Windsor pointed to policy language explaining how defense costs would be advanced as a sign that coverage may be available. But the court rejected that argument, noting that the language does not create any independent obligation to advance defense costs, but instead delineates the payment mechanism that will apply when defense costs are advanced, either because the insurer voluntarily assumes the obligation, either because another provision creates a right to them.

The court explained that the policy is written with conditionals: if the insurer, in its discretion, undertakes to advance funds for a defense, it may, “at its sole option,” dictate the terms and conditions. But Chubb never offered to enter into such an agreement with Windsor, and therefore, as with any condition precedent, “if the condition is not satisfied, the contract or the obligations under the condition cannot be enforced,” the court concluded.
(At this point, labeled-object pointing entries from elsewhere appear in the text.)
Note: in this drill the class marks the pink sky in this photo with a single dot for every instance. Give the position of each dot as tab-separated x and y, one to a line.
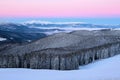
59	8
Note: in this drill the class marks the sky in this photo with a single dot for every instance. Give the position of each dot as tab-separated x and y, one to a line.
60	9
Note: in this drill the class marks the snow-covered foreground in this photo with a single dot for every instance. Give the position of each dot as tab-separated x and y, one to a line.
106	69
2	39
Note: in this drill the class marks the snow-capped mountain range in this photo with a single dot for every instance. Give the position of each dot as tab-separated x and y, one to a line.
33	30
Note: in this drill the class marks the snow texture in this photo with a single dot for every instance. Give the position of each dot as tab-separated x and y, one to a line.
2	39
105	69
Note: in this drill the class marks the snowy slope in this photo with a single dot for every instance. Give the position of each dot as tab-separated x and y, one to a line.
106	69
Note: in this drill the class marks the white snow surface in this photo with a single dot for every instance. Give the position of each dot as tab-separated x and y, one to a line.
2	39
105	69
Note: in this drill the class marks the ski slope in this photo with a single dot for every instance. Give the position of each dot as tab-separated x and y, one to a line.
105	69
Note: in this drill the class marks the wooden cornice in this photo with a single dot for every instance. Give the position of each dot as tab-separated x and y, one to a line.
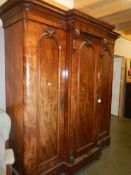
16	10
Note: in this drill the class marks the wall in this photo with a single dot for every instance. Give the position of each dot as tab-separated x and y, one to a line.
2	70
123	48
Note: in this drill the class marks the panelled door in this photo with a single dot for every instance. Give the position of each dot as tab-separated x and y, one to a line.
105	88
51	77
83	94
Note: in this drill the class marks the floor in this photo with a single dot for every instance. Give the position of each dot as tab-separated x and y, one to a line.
115	159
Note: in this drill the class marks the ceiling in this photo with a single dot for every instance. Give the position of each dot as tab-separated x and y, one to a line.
115	12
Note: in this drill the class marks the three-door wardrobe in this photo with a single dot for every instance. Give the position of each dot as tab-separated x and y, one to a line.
58	86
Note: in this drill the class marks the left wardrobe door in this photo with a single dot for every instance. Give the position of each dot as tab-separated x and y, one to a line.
47	45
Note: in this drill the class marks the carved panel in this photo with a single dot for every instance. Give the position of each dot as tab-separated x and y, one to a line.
104	89
86	85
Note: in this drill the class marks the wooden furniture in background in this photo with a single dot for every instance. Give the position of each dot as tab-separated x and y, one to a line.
128	88
58	86
118	88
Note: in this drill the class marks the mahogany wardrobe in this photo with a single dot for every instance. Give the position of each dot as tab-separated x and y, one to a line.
58	86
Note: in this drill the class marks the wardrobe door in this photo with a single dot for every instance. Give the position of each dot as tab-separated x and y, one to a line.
51	98
104	94
83	95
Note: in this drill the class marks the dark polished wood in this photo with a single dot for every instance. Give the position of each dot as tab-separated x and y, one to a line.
58	64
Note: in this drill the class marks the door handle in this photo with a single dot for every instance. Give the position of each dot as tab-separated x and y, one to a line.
99	100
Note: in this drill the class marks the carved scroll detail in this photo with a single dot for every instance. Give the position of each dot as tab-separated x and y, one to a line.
105	46
88	41
76	36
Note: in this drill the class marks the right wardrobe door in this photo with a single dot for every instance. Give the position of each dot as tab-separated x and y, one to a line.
104	94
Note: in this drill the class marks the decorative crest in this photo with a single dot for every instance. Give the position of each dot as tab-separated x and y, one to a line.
76	34
105	46
50	33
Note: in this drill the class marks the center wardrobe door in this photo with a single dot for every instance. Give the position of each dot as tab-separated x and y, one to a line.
83	96
51	98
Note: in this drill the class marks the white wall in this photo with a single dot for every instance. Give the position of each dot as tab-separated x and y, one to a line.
2	70
123	48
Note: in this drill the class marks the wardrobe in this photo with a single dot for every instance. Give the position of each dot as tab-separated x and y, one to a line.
58	86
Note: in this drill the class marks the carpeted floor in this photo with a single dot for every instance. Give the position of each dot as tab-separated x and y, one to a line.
115	159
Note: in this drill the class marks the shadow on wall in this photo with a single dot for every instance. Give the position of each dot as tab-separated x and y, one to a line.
2	69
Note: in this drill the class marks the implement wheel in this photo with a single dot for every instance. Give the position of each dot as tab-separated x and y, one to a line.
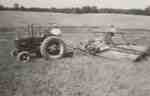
23	56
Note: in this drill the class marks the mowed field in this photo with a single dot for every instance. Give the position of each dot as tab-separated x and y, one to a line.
80	75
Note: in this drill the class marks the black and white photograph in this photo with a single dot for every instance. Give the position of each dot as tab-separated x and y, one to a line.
74	47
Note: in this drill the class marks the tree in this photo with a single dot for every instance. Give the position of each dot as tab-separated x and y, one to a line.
1	7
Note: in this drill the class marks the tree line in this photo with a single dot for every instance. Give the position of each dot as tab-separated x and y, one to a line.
84	9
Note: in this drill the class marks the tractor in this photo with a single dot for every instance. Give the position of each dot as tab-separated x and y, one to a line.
46	44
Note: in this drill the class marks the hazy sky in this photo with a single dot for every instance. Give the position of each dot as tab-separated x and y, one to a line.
78	3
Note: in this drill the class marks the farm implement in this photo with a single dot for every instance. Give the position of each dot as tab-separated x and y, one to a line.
50	45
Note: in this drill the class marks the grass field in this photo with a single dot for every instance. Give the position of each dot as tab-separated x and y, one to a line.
81	75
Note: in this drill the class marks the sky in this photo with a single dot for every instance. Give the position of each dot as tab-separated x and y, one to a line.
124	4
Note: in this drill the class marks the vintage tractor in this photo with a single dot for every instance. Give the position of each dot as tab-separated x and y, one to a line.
42	44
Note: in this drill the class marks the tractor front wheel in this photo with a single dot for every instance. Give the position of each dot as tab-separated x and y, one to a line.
52	48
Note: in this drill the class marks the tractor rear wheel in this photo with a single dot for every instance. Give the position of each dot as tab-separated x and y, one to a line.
52	48
23	56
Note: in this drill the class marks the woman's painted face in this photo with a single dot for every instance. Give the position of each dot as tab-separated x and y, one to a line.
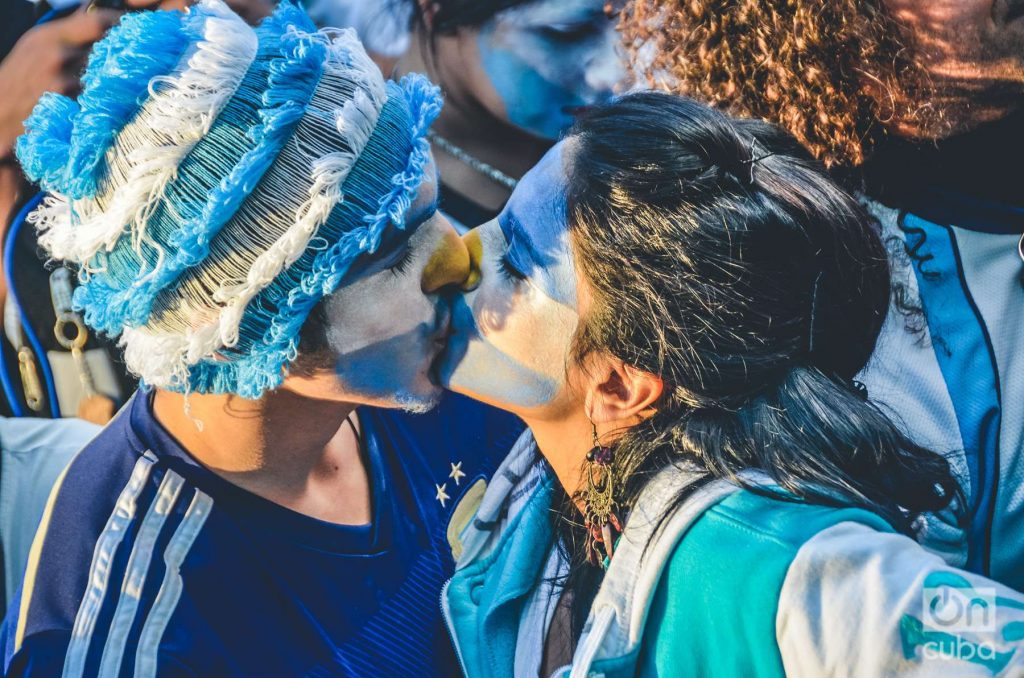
512	334
388	321
548	58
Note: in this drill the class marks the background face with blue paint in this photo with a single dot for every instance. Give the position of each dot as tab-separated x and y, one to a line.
547	59
387	323
512	332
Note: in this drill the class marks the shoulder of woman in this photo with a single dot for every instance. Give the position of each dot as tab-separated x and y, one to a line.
766	587
724	581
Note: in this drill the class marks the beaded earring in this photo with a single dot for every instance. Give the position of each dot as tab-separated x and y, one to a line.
600	509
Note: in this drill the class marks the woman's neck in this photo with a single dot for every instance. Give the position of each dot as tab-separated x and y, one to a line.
465	123
564	445
291	450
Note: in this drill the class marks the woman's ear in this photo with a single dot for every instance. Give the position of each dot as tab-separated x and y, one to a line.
621	394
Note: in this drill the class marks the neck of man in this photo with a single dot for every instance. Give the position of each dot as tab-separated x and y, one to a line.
983	164
468	125
292	450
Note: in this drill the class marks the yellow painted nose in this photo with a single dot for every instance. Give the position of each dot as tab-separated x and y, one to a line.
448	265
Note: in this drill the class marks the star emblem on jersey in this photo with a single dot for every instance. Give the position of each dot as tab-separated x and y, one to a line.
441	495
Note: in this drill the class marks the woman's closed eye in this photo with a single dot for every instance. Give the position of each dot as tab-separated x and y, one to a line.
509	269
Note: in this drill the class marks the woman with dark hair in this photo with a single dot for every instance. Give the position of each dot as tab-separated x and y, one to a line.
676	303
514	74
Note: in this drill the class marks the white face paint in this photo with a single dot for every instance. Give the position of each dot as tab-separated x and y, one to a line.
387	322
512	334
549	58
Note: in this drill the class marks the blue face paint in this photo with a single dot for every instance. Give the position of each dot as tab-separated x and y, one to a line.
384	332
550	57
534	223
511	335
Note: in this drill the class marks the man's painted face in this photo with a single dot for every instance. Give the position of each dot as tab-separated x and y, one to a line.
389	319
549	58
512	334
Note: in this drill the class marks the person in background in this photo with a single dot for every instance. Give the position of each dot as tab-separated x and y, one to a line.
383	26
920	104
515	74
256	213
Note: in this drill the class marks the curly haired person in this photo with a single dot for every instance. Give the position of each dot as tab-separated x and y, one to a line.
916	103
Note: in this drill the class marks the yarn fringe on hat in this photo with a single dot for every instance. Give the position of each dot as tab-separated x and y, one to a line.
214	182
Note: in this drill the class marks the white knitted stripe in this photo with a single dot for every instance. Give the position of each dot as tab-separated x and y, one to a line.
145	155
161	357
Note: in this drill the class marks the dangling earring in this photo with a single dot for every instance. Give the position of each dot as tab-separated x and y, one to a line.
600	510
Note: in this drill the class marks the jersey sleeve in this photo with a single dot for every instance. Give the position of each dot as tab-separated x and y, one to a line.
877	603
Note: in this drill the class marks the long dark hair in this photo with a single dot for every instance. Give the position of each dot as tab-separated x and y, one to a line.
722	258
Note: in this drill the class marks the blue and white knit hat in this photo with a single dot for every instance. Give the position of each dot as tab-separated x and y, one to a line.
213	182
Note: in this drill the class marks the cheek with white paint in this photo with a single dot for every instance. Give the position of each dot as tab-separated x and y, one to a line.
511	339
382	331
548	58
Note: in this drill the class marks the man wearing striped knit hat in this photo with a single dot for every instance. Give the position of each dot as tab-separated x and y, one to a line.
253	212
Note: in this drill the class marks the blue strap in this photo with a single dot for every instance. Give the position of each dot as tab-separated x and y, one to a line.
30	333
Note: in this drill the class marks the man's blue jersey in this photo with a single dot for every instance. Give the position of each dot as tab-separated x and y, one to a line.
145	561
949	367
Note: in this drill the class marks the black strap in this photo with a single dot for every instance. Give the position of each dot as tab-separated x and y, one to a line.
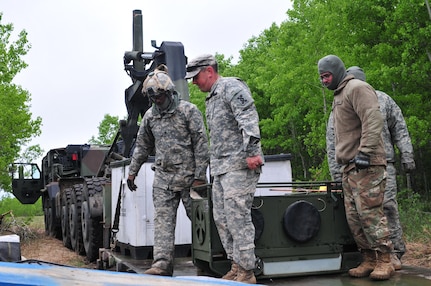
117	211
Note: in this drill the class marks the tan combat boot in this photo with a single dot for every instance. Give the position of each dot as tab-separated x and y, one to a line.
367	266
231	275
245	276
396	262
384	268
158	271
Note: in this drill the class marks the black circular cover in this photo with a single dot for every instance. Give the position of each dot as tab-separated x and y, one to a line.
301	221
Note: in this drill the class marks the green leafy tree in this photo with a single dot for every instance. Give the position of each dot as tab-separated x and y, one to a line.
108	129
17	126
389	39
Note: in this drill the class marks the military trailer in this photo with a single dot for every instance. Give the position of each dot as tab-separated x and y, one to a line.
300	227
73	180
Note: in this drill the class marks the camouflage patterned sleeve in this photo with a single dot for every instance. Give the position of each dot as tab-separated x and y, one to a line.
144	145
334	167
244	110
200	143
398	130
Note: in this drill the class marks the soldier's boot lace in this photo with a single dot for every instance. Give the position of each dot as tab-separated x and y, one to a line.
384	268
367	266
396	262
245	276
231	274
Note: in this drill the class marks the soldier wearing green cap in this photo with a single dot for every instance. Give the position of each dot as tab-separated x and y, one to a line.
174	131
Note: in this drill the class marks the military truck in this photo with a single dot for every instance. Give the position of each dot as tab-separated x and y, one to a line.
300	229
73	179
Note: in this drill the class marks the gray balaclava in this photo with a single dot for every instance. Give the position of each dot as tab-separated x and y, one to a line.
357	72
335	66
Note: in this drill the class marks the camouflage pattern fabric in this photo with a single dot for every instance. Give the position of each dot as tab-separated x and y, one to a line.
363	197
178	138
233	125
165	216
394	133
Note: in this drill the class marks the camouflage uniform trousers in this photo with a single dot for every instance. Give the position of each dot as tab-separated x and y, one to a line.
390	207
363	201
166	204
232	196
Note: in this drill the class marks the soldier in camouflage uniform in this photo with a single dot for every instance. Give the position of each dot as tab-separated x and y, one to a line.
394	133
175	131
359	148
235	159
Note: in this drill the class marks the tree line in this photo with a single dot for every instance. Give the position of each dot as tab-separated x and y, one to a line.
390	40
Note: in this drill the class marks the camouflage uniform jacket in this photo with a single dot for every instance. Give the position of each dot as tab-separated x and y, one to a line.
358	122
394	133
179	140
233	124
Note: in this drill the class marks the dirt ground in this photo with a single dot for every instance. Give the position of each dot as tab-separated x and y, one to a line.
49	249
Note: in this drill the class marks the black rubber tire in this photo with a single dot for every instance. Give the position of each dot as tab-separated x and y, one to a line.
75	219
64	217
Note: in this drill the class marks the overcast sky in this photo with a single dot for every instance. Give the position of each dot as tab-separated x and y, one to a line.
75	72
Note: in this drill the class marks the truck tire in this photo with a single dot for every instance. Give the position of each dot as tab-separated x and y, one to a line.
75	219
92	228
65	230
49	217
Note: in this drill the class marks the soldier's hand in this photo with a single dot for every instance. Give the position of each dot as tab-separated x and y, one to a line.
408	166
131	183
362	161
198	183
254	162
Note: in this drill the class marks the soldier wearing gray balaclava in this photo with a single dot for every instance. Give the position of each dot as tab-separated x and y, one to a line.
359	149
335	66
395	133
357	72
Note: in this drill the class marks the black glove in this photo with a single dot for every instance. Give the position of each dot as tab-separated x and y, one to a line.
131	184
408	166
362	161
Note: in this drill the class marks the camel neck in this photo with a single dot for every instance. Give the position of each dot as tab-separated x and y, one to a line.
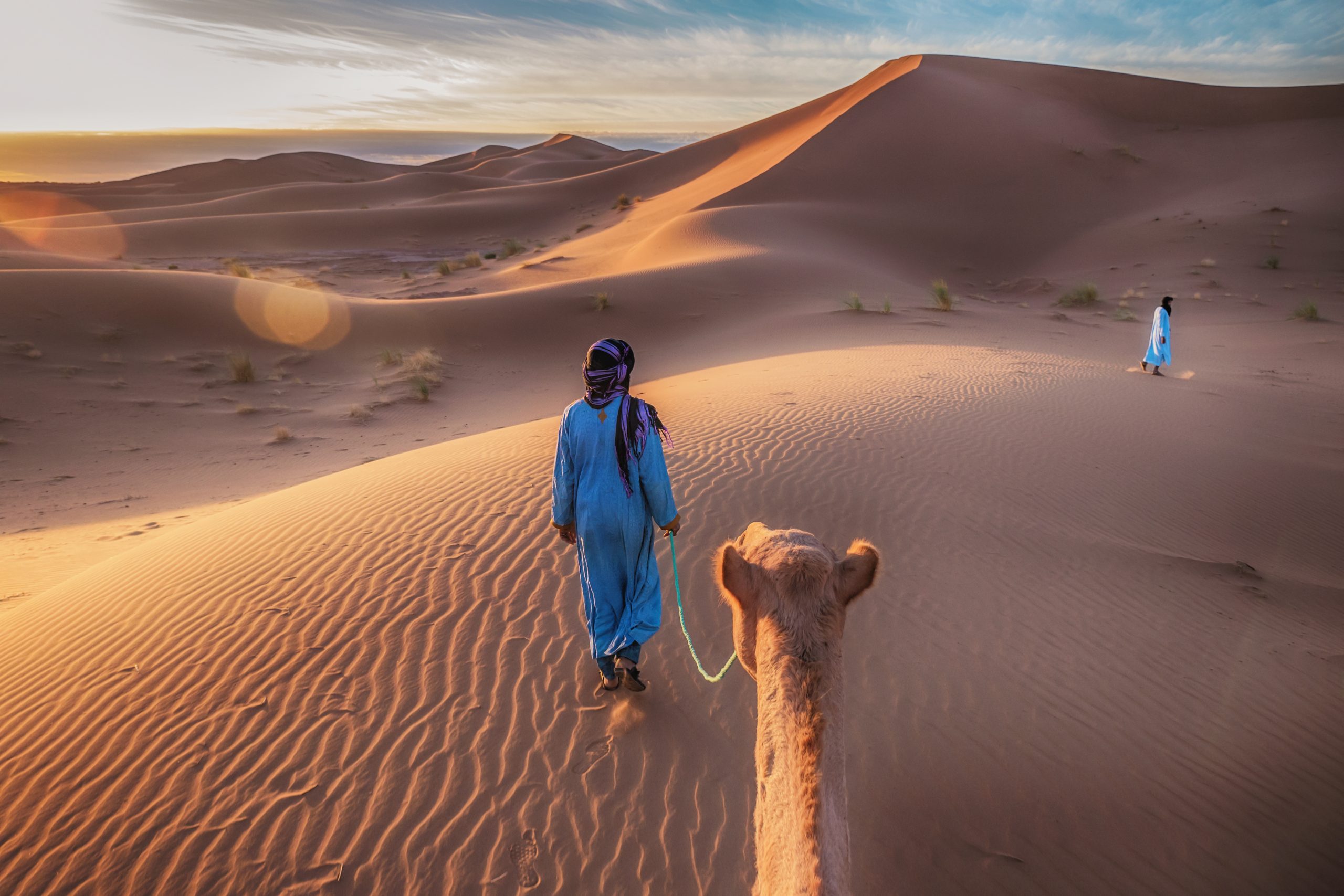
802	820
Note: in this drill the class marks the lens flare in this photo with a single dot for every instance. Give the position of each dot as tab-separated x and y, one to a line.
303	318
58	224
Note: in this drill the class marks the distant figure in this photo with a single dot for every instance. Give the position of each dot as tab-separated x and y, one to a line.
611	487
1160	340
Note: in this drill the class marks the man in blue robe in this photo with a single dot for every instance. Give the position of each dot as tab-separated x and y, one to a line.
1160	338
609	489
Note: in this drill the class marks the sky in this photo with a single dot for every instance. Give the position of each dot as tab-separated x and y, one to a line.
662	70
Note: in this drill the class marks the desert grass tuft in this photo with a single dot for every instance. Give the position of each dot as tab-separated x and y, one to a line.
942	297
241	368
1307	312
1085	294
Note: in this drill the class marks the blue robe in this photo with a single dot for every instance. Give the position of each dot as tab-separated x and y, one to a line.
623	594
1160	351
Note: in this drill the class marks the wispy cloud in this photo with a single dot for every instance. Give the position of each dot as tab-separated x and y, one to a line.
702	66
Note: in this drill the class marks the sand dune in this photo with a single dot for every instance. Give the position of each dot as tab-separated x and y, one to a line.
353	660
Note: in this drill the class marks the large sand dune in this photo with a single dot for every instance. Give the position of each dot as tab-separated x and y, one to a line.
354	661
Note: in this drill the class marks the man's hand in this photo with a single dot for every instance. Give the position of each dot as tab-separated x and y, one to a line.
569	534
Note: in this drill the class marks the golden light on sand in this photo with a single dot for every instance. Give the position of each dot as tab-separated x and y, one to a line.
303	318
56	224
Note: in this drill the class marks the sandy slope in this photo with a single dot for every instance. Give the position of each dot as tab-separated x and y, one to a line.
1061	686
1064	684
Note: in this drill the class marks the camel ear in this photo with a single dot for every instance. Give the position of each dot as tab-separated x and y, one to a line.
736	578
857	571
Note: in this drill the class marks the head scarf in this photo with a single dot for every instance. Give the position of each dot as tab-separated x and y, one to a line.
606	374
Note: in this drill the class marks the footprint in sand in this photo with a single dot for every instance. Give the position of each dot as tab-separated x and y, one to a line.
523	855
592	754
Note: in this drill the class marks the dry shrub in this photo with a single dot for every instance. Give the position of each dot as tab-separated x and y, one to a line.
421	361
1307	312
1085	294
942	297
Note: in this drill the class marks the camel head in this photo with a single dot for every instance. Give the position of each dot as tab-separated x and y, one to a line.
790	592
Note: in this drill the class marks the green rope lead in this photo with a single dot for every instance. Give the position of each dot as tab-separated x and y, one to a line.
680	614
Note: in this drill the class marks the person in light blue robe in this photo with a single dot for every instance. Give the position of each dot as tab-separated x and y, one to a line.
1160	339
609	489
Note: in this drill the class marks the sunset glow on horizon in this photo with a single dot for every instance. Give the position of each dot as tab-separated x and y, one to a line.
634	73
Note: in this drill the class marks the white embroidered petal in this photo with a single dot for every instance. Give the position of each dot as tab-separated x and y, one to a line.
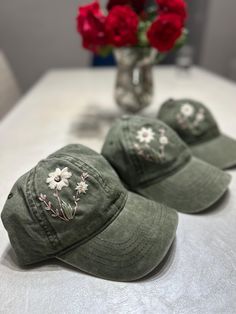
187	110
145	135
52	185
82	187
200	116
58	178
164	140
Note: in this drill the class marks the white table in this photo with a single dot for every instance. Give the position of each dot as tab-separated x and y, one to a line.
199	275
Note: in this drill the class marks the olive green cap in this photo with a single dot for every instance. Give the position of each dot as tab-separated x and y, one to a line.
198	128
73	207
153	161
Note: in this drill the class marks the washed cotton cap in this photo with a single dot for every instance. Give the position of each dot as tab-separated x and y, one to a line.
153	161
73	207
197	127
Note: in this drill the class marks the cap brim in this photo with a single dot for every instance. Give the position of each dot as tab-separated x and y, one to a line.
220	152
131	246
194	188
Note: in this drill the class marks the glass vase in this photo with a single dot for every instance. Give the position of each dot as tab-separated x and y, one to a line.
134	81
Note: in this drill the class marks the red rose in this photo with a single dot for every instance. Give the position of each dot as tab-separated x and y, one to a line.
164	31
91	26
122	26
178	7
137	5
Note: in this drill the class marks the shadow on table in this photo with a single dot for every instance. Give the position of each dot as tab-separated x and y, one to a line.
96	121
218	207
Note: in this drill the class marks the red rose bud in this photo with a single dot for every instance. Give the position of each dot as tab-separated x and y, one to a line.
164	32
91	26
122	26
178	7
137	5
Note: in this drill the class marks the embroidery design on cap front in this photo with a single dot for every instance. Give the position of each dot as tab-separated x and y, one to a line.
189	118
56	181
145	137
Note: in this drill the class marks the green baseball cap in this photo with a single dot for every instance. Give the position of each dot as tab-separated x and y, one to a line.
153	161
197	127
73	207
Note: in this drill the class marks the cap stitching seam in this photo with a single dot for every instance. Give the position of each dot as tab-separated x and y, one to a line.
53	239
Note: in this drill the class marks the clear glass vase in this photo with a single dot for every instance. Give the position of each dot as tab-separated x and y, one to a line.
134	81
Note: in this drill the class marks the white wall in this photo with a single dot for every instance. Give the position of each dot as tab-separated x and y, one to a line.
219	43
40	34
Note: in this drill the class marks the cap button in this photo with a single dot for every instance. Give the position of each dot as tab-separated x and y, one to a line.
125	117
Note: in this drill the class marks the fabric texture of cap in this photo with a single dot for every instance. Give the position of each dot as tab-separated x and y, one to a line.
153	161
197	127
73	207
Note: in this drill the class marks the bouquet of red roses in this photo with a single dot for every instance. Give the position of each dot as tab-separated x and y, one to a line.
132	23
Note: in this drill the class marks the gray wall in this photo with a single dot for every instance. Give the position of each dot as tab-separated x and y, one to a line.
37	35
219	42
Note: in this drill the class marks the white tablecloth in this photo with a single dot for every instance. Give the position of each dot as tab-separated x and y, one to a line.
199	274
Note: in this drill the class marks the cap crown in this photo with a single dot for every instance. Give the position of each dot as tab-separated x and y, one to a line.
143	149
190	119
65	200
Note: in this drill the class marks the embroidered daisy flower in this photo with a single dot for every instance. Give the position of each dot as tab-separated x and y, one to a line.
58	179
187	110
81	187
164	140
200	116
145	135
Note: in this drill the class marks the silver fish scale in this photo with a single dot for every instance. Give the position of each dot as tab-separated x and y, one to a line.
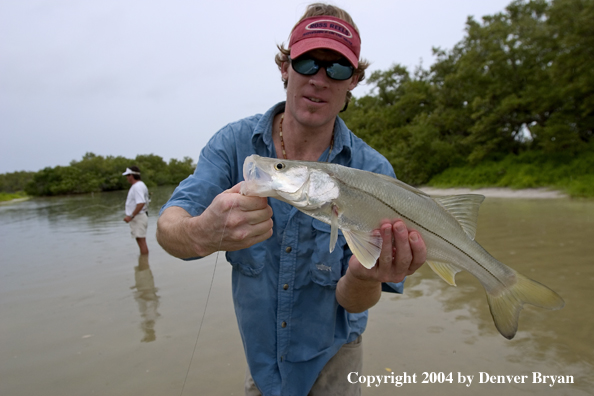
373	199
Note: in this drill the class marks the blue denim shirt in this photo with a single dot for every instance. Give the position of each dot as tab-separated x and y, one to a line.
283	288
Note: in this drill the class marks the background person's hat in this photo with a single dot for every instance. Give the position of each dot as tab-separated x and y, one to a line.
130	172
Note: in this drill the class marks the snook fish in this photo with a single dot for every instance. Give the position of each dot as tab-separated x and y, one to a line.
357	201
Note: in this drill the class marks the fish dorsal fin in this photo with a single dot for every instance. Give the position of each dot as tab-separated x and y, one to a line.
365	246
333	227
464	208
401	184
446	271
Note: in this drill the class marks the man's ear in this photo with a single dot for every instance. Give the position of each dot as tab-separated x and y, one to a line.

Boston-based Windsor, which says it is the nation’s 17th-largest apartment owner, is a named defendant in a class-action lawsuit brought by the federal government in November 2023 and currently pending in the Middle District of Tennessee. See in re RealPage, Inc. Software rental antitrust litigation.

The government alleges illegal price-fixing schemes among landlords that use RealPage’s software algorithm to raise rents in multifamily housing units and artificially inflate rents for student housing. RealPage, the government alleges, unlawfully combines competing landlords’ real-time housing data and prices to generate “anticipated, unit-specific supply prices and recommendations” for all participating landlords.

The Justice Department alleges that RealPage puts significant “pressures” on owners to implement RealPage’s pricing, and as a result, owners adopt RealPage’s recommendations 80-90% of the time.